Мать как-то рассказала, что я раздавил доской бабкиных цыплят. Ещё удивленно переспрашивала: «Ты что, совсем ничего не помнишь?». Я не помнил, но потом, будто, нафантазировал, как с интересом тянусь к жёлтеньким цыпляткам, облокотился на доску, что была мне по пояс. Когда доска медленно со мной упала и была поднята, под ней оказалось несколько замерших цыплят. От себя они ничем не отличались, вины я не чувствовал.

Видимо, мамина очередь была следить за мной. Бабка взяла с неё деньги за цыплят, и, я думаю, в том разговоре мать проявляла фронду.

Ей, действительно, удалось вбить клин в моё единство с бабкой. Кажется, с того момента я стал различать себя и бабку... Ещё припоминаю, как бабка пугает меня даже смотреть в сторону тоненьких, беленьких кур, что гуляют со мной во дворе. Она, почему-то, называет их цыплятами. Эти куры меня совсем не интересуют, а я – их. Запрет довольно неудобный. Кажется, я должен отводить глаза от каждой и бежать в другую сторону. Двор слишком ограничен для этого. Может, мне вообще стоять лицом к стенке?..

Я почти дотянулся до сознания проснуться, но раньше, чем это случилось, почувствовал себя в тёплой луже, а скоро стал осознавать в остывающей сырости и встал на ноги в кроватке. Оказалось, что баба Марфа уже не спит. Она спустила меня на пол, сняла мокрую майку и стала перестелить кровать... В кухне трещит печка. Я выбегаю посмотреть, как падают красные угольки в поддувало.

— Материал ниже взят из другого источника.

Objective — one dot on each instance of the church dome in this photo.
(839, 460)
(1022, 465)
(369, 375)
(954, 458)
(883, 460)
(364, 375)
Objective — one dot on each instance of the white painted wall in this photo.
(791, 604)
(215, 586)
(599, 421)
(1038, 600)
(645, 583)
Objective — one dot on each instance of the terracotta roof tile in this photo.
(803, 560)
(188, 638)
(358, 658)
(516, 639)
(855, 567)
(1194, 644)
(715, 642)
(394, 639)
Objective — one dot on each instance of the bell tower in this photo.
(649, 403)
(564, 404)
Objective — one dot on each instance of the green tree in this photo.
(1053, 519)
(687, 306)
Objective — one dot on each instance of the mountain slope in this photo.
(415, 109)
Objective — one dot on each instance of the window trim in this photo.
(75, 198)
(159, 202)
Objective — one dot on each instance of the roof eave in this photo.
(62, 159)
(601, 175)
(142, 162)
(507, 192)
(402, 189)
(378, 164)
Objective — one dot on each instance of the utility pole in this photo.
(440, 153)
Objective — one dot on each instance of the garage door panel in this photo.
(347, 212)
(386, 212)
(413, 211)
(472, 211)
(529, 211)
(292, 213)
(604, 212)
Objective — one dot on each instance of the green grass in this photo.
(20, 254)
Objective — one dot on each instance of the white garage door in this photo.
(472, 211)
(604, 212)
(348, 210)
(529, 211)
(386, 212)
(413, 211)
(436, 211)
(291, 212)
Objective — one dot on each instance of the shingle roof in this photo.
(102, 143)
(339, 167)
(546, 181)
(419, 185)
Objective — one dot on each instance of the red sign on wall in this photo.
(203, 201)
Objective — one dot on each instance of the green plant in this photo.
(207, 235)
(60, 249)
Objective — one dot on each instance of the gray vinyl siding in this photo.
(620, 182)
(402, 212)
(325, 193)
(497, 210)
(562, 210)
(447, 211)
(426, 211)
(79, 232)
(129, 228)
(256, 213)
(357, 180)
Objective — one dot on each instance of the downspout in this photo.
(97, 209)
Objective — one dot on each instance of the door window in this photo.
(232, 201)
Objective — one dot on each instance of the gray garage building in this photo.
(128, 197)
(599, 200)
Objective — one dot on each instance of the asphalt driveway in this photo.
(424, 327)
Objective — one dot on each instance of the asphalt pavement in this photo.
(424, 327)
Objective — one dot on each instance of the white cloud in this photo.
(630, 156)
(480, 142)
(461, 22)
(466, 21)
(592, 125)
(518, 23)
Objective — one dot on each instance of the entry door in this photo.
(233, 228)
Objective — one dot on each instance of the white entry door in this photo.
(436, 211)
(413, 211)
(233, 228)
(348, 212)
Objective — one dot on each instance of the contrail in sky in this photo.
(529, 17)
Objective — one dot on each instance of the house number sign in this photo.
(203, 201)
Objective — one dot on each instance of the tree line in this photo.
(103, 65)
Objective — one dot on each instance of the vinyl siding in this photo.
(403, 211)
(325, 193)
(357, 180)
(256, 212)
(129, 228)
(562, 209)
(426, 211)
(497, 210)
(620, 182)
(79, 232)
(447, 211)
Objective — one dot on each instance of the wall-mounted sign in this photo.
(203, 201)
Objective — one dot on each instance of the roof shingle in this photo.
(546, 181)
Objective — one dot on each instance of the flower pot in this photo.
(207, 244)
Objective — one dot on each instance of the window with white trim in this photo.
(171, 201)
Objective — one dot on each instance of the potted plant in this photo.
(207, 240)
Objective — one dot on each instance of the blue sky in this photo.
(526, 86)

Вообще-то, мне запрещено лезть к печке, чтобы парировать возможные возражения, я сел на корточки подальше от заслонок. В поддувало только что выпал даже не уголёк, а маленький огонёк... Тамарка лежит на бабушкиной кровати под одеялом, никогда её там не видел. Вдруг она говорит обиженным голосом:

– Как не стыдно! Писька торчит.

Писька из меня всегда торчит, что такое Тамарка выдумала? Я и без того не уверен в своих действиях... Правда, сейчас я покрыт только кожей, но и майка не скрывала письку. Почему Тамарка никогда не обижалась? Мне в голову не приходило стыдиться... Я пробую представить стыд. Какая-то сырость в области живота представляется...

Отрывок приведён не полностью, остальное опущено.